Star Rating: Our one- to five-star ratings are guideposts to a broad audience and individuals must consider their own specific investment goals, risk tolerance, and several other factors. A five-star rating means our analysts think the current market price likely represents an excessively pessimistic outlook and that beyond fair risk-adjusted returns are likely over a long timeframe.

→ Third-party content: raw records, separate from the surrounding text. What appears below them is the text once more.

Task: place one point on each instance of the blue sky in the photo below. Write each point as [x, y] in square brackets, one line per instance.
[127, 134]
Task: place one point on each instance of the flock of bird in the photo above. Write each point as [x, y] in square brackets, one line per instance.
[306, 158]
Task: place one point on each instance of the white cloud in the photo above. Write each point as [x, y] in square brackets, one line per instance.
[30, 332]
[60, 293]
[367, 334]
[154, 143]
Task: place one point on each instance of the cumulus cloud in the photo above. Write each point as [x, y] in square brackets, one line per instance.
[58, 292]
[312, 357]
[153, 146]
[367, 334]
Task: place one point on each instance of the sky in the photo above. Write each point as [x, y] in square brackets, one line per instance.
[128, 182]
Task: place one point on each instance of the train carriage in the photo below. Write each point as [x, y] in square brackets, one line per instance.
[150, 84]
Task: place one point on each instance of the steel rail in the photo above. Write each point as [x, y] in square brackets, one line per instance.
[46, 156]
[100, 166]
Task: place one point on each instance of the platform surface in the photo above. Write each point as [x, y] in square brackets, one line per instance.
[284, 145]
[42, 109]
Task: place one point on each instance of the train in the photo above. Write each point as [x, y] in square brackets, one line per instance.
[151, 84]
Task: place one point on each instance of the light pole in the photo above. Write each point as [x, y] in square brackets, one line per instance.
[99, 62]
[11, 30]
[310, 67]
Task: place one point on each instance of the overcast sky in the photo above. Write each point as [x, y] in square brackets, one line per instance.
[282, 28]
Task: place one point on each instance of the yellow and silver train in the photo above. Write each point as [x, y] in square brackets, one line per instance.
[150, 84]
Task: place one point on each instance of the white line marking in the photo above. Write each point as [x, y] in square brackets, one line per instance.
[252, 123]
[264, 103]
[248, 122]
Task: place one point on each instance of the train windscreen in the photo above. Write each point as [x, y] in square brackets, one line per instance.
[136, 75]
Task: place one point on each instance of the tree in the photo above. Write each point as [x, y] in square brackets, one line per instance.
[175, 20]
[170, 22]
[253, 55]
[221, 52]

A one-star rating means our analysts think the market is pricing in an excessively optimistic outlook, limiting upside potential and leaving the investor exposed to capital loss.

Fair Value: Morningstar’s Fair Value estimate results from a detailed projection of a company's future cash flows, resulting from our analysts' independent primary research. Price To Fair Value measures the current market price against estimated Fair Value. If a company’s stock trades at $100 and our analysts believe it is worth $200, the price to fair value ratio would be 0.5. A Price to Fair Value over 1 suggests the share is overvalued.

Moat Rating: An economic moat is a structural feature that allows a firm to sustain excess profits over a long period. Companies with a narrow moat are those we believe are more likely than not to sustain excess returns for at least a decade. For wide-moat companies, we have high confidence that excess returns will persist for 10 years and are likely to persist at least 20 years. To learn more about how to identify companies with an economic moat, read this article by Mark LaMonica.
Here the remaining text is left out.